Vous avez dit crise ?

Dangers nucléaires, dégradation de la biosphère, mondialisation dévastatrice, la famine en Afrique, conflits etno-politico-religieux, chômage et autant d’autres menaces sont abondamment utilisées pour décrire la réalité que nous vivons aujourd’hui. En croire les sujets traités dans les médias, nous sommes condamnés à ne pas avoir d’avenir. Tel le personnage de Shakespeare, constatant que les choses ont changé et qu’elles sont devenues folles, nous pouvons que conclure que notre époque est désaxée[i][1]. Cette formulation s’applique admirablement à notre époque et à ce que nous vivons depuis une dizaine d’années.

Il semble y avoir un certain consensus mondial sur la nécessité de relier que les mauvaises nouvelles, nous condamnant de ce fait à un cynisme et un pessimisme nous laissant impuissants face à la réalité. L’écrivain Ortega y Gasset, conclut sur les événements qui marquent son siècle  que « Nous ne savons pas ce qui se passe, et c’est précisément cela qui se passe… »[2] Le cynisme et le pessimisme ambiants ne nous permettent pas de mettre des mots sur ces phénomènes et d’y participer.  Car,  comme le met en lumière Mohammed Iqbal, Dieu a donné la faculté à l’Homme de nommer les choses, c’est-à-dire d’en former des concepts, et en former des concepts, c’est s’en saisir.[3]

Pour décrire cette réalité que nous vivons, le terme crise semble faire l’unanimité  dans le langage public et médiatique.  La crise est associée au jugement et à la prise de décision entre différentes tendances conflictuelles par son étymologie[4]. Dans le langage courant, ce terme désigne un état passager, exceptionnel et temporaire auquel il faut mettre fin de façon à revenir à la situation antérieure.  En termes économiques, cela équivaut à penser que nous renouerons un jour avec un progrès et une croissance ininterrompus. Or, croire en cela équivaut à apprécier le présent qu’en surface et oublier  que « le présent est aussi travaillé en profondeur par des sapes souterraines »[5]. La période que nous vivons n’est pas une crise, mais une métamorphose qu’il faut apprendre à comprendre et appréhender de façon à en réduire le péril. La métamorphose à la différence de la crise, implique que face à une difficulté ou un obstacle qui ne peuvent être absorbés, un système a deux choix : soit se régénérer, soit dégénérer. On est face à des mutations porteuses de menaces mais également à de formidables promesses, qui ne demandent qu’à se réaliser. Tout ce qui se passe actuellement ne nous conduit pas forcement à une catastrophe.

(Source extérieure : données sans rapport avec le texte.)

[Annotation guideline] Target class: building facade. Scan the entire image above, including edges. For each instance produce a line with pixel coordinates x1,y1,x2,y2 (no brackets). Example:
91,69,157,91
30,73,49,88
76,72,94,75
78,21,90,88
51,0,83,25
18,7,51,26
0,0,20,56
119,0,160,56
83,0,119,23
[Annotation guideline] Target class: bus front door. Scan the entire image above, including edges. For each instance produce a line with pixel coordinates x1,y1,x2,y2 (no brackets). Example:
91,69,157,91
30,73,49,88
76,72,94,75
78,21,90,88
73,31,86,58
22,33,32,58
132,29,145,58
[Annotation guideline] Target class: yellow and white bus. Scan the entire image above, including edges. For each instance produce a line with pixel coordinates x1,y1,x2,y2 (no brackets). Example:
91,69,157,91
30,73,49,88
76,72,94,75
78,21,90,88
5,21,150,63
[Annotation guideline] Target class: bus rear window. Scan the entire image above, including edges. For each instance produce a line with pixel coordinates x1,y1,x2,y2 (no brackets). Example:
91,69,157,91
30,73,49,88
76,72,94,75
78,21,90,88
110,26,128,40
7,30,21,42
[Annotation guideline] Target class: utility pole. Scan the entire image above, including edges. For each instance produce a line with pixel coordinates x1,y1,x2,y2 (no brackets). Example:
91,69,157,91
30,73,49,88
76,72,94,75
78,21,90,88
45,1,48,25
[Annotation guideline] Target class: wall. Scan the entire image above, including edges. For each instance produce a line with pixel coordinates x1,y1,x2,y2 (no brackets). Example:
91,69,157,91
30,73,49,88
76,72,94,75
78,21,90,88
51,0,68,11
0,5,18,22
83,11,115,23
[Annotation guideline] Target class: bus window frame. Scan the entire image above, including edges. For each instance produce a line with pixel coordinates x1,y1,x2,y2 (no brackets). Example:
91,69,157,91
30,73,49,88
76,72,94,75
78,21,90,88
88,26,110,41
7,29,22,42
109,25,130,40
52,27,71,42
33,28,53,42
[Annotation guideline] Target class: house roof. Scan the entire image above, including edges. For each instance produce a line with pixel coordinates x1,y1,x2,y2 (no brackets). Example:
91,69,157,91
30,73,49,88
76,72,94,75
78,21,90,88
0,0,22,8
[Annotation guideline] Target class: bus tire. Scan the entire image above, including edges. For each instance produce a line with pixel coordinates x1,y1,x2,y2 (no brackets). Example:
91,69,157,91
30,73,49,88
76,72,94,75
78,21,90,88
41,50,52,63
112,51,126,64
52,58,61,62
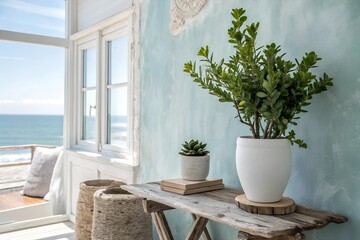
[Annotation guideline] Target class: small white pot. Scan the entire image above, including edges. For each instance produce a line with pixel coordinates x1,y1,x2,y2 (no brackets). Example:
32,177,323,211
180,155,210,181
236,137,291,203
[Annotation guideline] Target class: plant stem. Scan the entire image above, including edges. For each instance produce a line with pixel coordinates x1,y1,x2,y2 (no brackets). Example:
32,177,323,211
233,100,255,137
254,112,260,138
264,121,270,139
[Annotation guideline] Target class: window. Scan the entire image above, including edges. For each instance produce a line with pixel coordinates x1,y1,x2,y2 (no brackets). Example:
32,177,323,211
74,10,138,164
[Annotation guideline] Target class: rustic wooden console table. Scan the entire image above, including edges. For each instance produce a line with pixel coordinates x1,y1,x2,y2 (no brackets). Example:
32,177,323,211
122,182,347,240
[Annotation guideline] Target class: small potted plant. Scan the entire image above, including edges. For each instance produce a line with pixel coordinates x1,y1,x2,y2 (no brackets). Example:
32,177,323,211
184,8,332,202
179,139,210,181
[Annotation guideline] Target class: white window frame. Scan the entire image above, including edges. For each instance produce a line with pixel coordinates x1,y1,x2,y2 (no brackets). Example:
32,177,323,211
77,35,99,151
100,25,133,158
70,7,140,166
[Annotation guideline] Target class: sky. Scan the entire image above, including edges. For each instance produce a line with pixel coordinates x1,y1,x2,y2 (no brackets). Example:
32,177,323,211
0,0,65,115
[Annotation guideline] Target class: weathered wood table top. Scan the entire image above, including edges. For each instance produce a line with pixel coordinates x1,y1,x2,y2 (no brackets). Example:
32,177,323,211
122,182,347,239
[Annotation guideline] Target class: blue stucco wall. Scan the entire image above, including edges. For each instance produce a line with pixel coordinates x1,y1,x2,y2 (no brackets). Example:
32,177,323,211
137,0,360,239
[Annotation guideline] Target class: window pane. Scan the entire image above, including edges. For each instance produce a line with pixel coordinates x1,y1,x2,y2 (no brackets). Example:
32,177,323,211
83,48,96,87
0,0,66,37
107,87,128,146
108,36,128,84
82,90,96,142
0,41,65,115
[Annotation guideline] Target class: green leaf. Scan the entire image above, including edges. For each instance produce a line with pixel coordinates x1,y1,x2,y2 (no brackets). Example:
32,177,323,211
256,92,267,98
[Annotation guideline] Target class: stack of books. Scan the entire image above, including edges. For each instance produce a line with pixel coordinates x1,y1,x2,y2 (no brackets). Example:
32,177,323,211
160,178,224,195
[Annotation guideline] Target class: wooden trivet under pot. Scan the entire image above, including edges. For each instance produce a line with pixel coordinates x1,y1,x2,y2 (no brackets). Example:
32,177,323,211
235,194,296,215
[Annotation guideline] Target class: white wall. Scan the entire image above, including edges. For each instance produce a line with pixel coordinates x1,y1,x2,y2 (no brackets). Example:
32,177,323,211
77,0,132,31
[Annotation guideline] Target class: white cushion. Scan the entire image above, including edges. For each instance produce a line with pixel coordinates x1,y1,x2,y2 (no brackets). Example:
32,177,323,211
23,147,63,197
44,151,66,215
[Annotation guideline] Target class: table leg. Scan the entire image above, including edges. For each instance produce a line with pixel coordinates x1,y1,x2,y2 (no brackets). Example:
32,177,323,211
191,213,211,240
238,231,305,240
151,211,174,240
185,216,209,240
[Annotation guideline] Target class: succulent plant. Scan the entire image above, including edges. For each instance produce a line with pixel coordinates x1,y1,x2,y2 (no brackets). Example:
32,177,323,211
179,139,209,156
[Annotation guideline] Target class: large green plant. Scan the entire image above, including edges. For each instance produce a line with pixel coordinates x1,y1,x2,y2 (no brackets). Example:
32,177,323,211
184,8,333,148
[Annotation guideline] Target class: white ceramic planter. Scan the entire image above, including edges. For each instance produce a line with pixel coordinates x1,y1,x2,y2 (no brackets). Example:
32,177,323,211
180,155,210,181
236,137,291,203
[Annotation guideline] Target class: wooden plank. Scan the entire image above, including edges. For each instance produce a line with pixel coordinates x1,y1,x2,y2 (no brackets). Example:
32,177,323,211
235,194,296,215
296,204,348,224
122,183,298,238
142,199,174,213
160,178,223,190
238,232,305,240
185,216,209,240
122,183,348,238
191,213,211,240
0,222,76,240
0,192,46,211
160,184,224,195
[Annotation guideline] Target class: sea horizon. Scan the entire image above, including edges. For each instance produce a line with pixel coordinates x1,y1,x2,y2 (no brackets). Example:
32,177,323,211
0,114,63,163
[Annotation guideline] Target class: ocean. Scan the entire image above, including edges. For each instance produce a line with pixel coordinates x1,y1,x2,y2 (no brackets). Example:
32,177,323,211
0,114,63,163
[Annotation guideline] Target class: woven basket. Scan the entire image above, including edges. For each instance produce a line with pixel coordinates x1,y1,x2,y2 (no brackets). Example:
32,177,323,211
75,179,125,240
91,188,152,240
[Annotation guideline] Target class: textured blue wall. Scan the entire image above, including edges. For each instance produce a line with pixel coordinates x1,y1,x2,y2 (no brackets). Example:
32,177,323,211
138,0,360,239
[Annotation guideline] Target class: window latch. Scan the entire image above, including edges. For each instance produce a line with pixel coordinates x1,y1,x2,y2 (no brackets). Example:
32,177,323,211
89,105,96,117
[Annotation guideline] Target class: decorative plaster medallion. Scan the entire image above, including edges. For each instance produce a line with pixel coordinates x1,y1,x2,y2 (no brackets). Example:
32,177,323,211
170,0,207,35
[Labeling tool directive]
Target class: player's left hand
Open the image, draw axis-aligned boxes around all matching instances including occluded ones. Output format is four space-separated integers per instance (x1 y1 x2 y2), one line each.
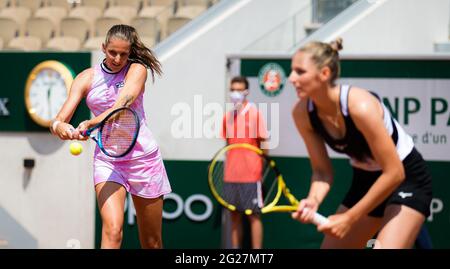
317 210 355 239
75 120 90 140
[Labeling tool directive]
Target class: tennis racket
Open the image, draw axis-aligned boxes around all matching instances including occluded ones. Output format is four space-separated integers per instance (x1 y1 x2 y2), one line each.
208 143 328 225
81 107 140 158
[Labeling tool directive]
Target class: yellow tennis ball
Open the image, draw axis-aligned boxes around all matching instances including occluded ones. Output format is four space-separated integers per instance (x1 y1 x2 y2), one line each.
69 142 83 156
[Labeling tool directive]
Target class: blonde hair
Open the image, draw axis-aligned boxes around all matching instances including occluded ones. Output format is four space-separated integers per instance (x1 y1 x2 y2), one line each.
298 37 342 85
105 24 162 80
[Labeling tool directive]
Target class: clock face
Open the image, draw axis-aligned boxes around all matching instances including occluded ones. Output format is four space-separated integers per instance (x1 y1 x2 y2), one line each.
25 61 73 127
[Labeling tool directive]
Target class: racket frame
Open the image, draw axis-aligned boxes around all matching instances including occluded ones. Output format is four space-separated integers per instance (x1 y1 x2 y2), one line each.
208 143 328 225
81 107 141 158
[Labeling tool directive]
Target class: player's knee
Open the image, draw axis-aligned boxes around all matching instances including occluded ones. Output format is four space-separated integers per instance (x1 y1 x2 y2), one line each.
142 236 162 249
104 226 123 244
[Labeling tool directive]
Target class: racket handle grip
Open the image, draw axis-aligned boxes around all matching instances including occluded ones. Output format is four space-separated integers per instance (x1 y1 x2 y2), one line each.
313 212 330 226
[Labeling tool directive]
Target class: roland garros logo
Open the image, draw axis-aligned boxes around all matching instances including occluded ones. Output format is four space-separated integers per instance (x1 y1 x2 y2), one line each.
258 63 286 96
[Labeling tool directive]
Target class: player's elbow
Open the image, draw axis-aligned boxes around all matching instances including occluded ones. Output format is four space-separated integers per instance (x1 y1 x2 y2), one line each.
391 165 405 185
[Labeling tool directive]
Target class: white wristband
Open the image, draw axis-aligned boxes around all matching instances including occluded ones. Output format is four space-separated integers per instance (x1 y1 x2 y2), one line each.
52 120 61 132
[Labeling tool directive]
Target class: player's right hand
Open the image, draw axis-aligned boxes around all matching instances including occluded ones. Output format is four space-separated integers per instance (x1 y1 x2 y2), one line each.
53 122 76 140
292 198 319 223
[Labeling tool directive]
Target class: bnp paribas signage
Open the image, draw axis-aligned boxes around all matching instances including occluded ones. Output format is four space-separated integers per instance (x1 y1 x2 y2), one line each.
258 63 286 97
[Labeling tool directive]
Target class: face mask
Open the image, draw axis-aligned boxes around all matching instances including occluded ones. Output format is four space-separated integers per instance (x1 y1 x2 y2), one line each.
230 91 245 104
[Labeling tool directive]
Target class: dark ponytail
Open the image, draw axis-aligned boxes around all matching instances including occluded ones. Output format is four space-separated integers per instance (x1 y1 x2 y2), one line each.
105 24 162 81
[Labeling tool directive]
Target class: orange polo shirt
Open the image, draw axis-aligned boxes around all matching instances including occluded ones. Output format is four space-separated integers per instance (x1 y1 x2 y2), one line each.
222 102 268 183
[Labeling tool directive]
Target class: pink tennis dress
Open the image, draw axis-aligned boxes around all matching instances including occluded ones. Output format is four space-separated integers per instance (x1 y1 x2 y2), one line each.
86 63 172 198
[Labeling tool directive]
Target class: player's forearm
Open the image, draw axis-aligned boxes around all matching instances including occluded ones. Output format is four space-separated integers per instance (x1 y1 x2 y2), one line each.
308 173 333 204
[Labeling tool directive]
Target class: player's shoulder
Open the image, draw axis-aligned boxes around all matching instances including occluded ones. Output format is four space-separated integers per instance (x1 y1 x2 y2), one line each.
348 87 379 116
128 61 147 73
75 67 94 82
292 98 308 119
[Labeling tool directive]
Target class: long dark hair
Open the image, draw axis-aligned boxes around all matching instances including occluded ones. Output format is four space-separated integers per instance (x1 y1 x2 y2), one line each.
105 24 162 81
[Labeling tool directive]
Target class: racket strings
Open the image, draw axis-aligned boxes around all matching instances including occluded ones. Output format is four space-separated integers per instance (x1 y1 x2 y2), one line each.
101 110 138 156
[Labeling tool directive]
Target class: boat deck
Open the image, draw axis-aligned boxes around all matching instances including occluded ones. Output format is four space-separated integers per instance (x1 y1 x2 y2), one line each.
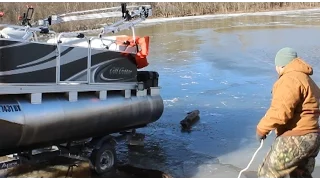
0 82 160 104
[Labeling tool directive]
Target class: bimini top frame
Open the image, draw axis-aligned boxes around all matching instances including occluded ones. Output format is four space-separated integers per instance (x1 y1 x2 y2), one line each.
0 3 157 99
0 3 152 41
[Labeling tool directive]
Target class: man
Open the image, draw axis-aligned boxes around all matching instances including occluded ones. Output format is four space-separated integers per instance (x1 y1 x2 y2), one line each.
256 48 320 178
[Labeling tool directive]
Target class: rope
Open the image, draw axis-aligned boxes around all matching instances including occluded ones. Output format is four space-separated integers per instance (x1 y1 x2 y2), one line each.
238 139 263 178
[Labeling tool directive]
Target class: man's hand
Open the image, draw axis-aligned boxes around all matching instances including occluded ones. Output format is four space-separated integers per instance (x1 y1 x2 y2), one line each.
256 133 267 143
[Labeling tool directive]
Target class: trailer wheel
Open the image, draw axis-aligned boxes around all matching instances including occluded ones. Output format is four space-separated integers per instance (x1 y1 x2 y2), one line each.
90 144 117 175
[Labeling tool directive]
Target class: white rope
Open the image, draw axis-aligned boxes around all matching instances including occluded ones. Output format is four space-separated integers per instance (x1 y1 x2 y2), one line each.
238 139 263 178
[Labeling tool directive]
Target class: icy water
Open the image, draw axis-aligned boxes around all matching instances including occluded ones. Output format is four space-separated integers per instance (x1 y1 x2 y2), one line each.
3 10 320 178
114 10 320 177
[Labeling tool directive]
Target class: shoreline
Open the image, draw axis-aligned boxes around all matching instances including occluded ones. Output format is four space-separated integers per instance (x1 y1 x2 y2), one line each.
75 7 320 33
141 7 320 24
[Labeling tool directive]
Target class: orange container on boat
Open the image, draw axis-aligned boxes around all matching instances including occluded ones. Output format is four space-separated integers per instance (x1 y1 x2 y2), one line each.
116 36 150 69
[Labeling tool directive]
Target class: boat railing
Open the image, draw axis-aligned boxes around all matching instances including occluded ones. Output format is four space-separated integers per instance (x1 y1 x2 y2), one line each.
52 5 152 84
0 3 152 84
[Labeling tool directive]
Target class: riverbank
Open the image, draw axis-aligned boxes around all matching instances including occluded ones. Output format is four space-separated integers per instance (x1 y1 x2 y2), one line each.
0 2 320 31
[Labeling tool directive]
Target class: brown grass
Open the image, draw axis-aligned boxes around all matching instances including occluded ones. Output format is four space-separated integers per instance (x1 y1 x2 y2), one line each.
0 2 320 31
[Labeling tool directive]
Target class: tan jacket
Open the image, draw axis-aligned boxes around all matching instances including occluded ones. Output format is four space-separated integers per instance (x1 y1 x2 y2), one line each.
257 58 320 136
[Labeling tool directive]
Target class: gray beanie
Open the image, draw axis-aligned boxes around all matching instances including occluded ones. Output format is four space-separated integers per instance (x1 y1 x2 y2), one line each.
274 47 298 67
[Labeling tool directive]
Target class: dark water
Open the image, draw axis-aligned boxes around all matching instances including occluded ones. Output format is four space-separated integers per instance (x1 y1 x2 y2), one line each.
112 11 320 177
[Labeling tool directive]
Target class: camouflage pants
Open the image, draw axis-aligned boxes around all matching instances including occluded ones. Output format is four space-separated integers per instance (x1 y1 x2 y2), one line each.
258 133 320 178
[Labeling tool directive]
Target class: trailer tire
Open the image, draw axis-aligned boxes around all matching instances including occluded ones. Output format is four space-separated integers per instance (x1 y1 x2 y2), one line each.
90 144 117 175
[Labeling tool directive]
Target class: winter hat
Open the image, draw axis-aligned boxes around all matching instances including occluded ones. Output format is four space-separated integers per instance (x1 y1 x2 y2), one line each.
274 47 298 67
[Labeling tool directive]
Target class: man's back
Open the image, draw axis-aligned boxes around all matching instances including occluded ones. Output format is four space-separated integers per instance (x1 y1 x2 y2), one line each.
258 58 320 136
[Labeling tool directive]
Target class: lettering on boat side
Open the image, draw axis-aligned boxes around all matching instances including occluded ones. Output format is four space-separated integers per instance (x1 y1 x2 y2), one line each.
0 104 21 112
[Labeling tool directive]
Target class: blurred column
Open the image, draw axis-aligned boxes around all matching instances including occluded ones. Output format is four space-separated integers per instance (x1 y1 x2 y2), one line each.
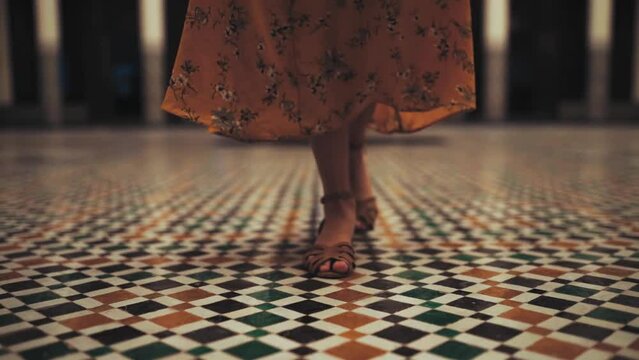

Il y a plusieurs mutations aujourd’hui que le terme crise n’est pas en mesure de mettre en évidence pour décrire la réalité du monde. Ibn ‘Haldûn abordait déjà en son temps cette nécessité d’aborder la réalité autrement qu’en surface :

« Lorsque les conditions de l’existence se trouvent ainsi entièrement bouleversées, on dirait que la création change jusqu’en ses fondements, que l’univers connaît une mutation radicale. C’est alors comme un monde nouveau que fait naître une création nouvelle. »[6]

En 2008, l’apogée du capitalisme financier déconnecté de l’économie réelle a généré une crise mondialisée, et à cela, se combine une succession de diverses crises enchevêtrées. Face à ces événements, plusieurs réformes interdépendantes les unes des autres se sont mises en places. Le paradoxe réside dans le fait que ni les médias, ni les sociologues ne mettent en avant ces réformes, sources probables du meilleur qui peut se produire. Or, il y a beaucoup de domaines où la métamorphose est entrée en activité[7].

La question reste de savoir comment allons-nous vivre ces métamorphoses et participer à ces mutations ? Nous verrons, dans les prochains articles, quelques exemples de métamorphoses porteuses d’espoir pour l’avenir.

 


[1] Hamlet l’un des personnages de Shakespeare conclut après avoir constaté que les choses ont changé et qu’elles sont devenues folles que son époque est désaxée (The time is out of joint ). Hamlet, Act I, scène 5.

[2] José Ortega y Gasset (1883-1955), La révolte des masses (1929).

[3] Mohammed Iqbal (1877-1938), Reconstruire la pensée religieuse de l’islam, éditions du Rocher.

[4] Le mot crise est issu du grec Κρίσις

[5] Edgar Morin, la voie, 2010, éditions Fayard.

[6] Ibn Khaldoun, La Muqaddima, extraits, Centre pédagogique Maghribin, Hachette-Alger, Paris, 1965, p.36.

[7] Edgar Morin distingue quatre domaines à travers lesquels un réel espoir d’un meilleur vivre ensemble se   manifeste : une régénération de la pensée politique, une réforme de la pensée et de l’éducation, une politique de la civilisation et une politique de l’humanité.